Я принял задумчивый вид. Торговец выдержал небольшую паузу, очевидно, надеялся на мои отзывы. Но их не последовало. Его то нисколько не смутило. Даже наоборот — заставило распаляться еще больше. Он почесал подбородок и снова повел речь.

— Но, повторюсь — то надо пережить. Тебе далеко не все понятно. Но речь не о том. Просто я пытаюсь втолковать тебе, что не надо бояться брать золото. Напротив — надо стремиться к этому. Это не отвернет от тебя друзей. Это отвернет от тебя бездарей, праздных лодырей, неудачников, таких же нищих, как ты — голодранцев, наглых лицемеров, обманщиков, глупцов и прочих попрошаек. Которые сразу начинают липнуть, как только бескорыстием пахнет. Которые и призывают к бескорыстию то речами, то писаниями. Зато вокруг тебя станут собираться сильные, смелые, удачливые и знатные люди. В моем случае это мастеровые. Но есть друзья из королевской стражи, есть парочка знакомых нобилей, есть купцы-караванщики, да много кого. А вот если ты захочешь приобщиться к нам, то… мягко говоря, тебя выпнут. Вернее — не примут. Никто даже разговаривать с тобой не станет — это сегодня я чего-то раздобрился. И не потому, что ты золота не имеешь, а потому, что ты… не желаешь его иметь. Ты не трудишься на благо общества, а лишь бесцельно шатаешься по городам, и щеголяешь сомнительным умом. Материальных ценностей ты не производишь, не торгуешь ими, работать, судя по виду, не расположен. На наемника тоже не похож. Какая от тебя польза? Правильно — никакой. Лишь показатель мнимого ложного совершенства, или наглядный пример — каким быть нельзя. А потому и не обижайся, когда тебя отовсюду гонят. Ведь ты или бездарь безрукий, или лодырь праздный, или глупец недалекий. Или сумасшедший, если человеком себя не считаешь. Благо хоть не лицемер, что меня несказанно порадовало. Другой бы уже на серебре слабину дал, а ты молодцом держишься. Похвально. Только все одно это глупость — по миру блуждать. Да, интересно, не спорю. Но ведь можно и с караванами товаров ходить. И мир посмотришь, и с людьми интересными поговоришь, и приключений тебе — хоть отбавляй. Но главное — золота заработаешь столько, что тебе и не снилось. Торговать, как я уже говорил, выгоднее, чем производить. Так что, подумай, бродяга, хорошо подумай. Ты пока еще не слишком стар, может, стоит осесть где-то, да чем-то заняться? И тогда, быть может, такие как я перестанут над тобой насмехаться. Я, право, не со зла это делаю, а с умыслом. И если ты действительно мудр, то увидишь его. И поймешь.

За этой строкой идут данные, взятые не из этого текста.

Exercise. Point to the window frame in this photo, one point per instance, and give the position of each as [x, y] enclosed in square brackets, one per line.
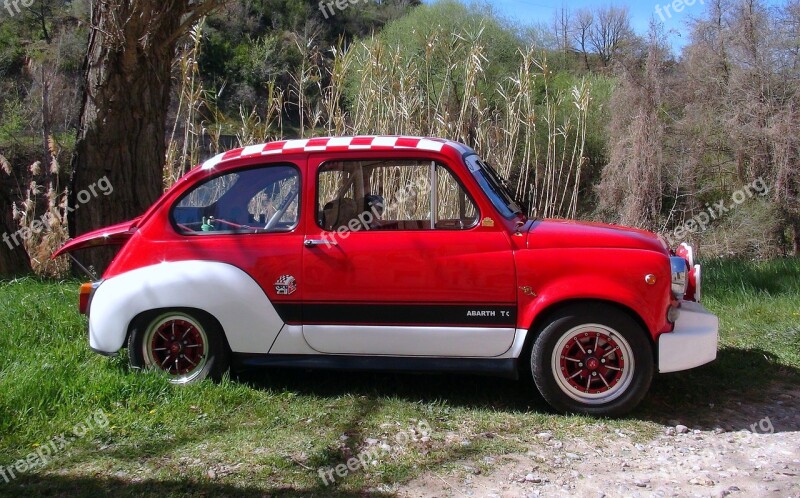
[433, 176]
[176, 226]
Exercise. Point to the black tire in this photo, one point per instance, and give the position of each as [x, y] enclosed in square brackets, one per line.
[592, 359]
[187, 345]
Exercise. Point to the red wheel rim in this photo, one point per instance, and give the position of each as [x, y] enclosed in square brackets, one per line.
[178, 345]
[593, 364]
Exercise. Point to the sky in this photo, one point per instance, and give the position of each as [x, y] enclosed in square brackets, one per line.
[642, 12]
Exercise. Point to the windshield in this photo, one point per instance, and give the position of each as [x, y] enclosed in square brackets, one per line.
[495, 187]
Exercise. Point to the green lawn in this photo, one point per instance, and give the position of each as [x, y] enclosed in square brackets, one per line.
[268, 432]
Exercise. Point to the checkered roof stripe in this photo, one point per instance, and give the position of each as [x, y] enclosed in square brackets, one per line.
[331, 144]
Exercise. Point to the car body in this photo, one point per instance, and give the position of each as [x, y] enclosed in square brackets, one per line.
[340, 253]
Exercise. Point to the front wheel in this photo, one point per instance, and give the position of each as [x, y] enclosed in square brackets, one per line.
[187, 346]
[594, 360]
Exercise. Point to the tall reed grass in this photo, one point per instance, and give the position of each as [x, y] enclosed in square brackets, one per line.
[532, 134]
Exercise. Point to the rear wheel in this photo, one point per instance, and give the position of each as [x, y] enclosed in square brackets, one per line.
[187, 346]
[592, 359]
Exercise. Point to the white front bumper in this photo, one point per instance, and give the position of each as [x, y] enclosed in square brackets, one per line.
[692, 343]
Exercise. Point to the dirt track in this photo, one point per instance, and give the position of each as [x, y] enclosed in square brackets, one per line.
[756, 453]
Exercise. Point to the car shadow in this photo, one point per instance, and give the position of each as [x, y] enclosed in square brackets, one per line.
[741, 388]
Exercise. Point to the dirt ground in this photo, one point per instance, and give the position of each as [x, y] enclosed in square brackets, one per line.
[755, 453]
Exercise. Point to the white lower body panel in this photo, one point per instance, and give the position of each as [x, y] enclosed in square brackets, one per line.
[441, 342]
[693, 342]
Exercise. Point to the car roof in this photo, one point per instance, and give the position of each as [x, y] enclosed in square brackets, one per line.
[337, 144]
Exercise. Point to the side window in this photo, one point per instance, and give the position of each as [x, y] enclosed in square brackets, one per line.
[264, 199]
[391, 195]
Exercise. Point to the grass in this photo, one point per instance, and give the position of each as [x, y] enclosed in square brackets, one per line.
[267, 432]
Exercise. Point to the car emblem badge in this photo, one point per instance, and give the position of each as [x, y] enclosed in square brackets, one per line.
[286, 285]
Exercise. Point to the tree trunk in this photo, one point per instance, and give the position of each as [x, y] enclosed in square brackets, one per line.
[123, 119]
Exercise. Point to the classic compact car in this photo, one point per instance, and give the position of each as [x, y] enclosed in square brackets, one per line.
[397, 254]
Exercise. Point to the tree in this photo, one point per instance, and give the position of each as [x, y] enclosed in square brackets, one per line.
[609, 31]
[122, 127]
[631, 185]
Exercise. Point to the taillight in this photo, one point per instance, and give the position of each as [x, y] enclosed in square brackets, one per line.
[693, 272]
[85, 296]
[694, 284]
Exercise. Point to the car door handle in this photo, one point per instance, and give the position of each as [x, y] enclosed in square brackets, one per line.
[319, 242]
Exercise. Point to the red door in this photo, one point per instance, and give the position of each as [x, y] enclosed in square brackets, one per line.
[394, 266]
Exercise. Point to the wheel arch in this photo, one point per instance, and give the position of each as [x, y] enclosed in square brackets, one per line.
[143, 316]
[544, 316]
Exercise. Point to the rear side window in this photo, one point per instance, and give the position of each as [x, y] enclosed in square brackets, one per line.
[392, 195]
[257, 200]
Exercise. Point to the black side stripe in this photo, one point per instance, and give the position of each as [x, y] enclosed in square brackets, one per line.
[398, 314]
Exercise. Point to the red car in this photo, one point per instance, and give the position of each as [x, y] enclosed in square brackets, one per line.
[391, 253]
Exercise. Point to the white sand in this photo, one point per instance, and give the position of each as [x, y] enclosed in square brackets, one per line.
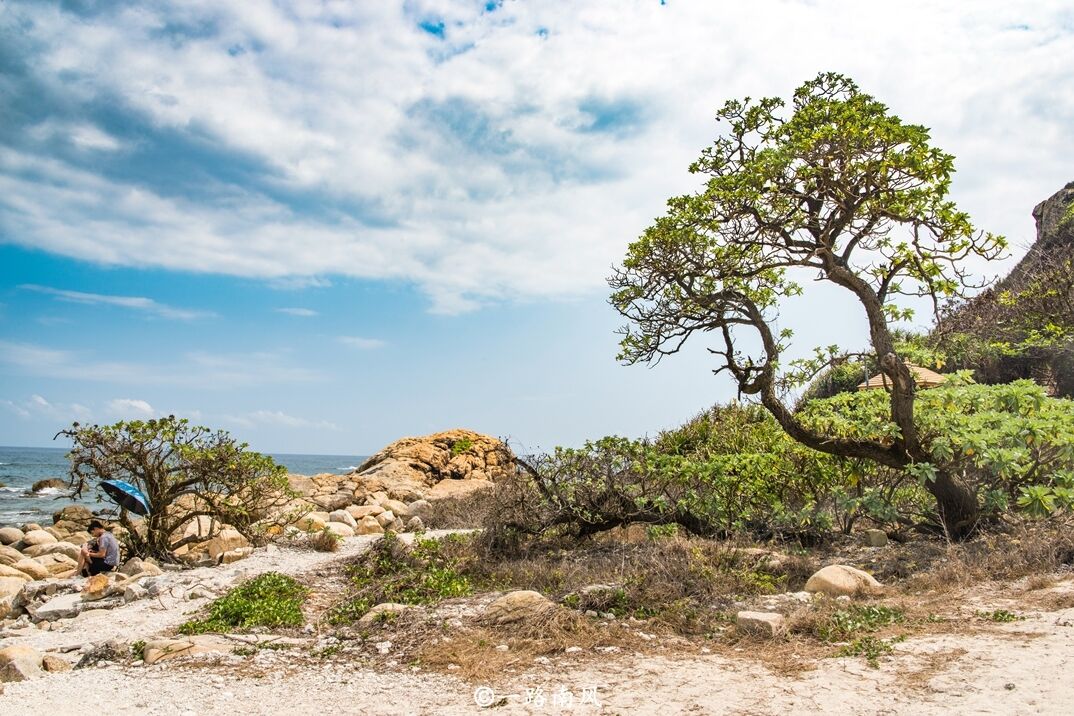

Я замер и даже из вежливости приоткрыл рот. Как сказал… А главное — как мыслит. На сей раз монолог поразил меня глубже. Да, мастер не так прост, каким мне показался сразу. Тем самым он снова вызвал симпатию. Ведь в этом мы с ним похожи. И не только в этом. Он снова напомнил мне себя. Того себя, каким я стал после того себя, похожего на Пудилу.

Седельщик высоко вскинул подбородок, и демонстративно спрятал гульден в небольшой мошне, что держалась под распахнутым у ворота камзолом. Да, себя ценит (а точнее — научился). Да, есть за что. Да…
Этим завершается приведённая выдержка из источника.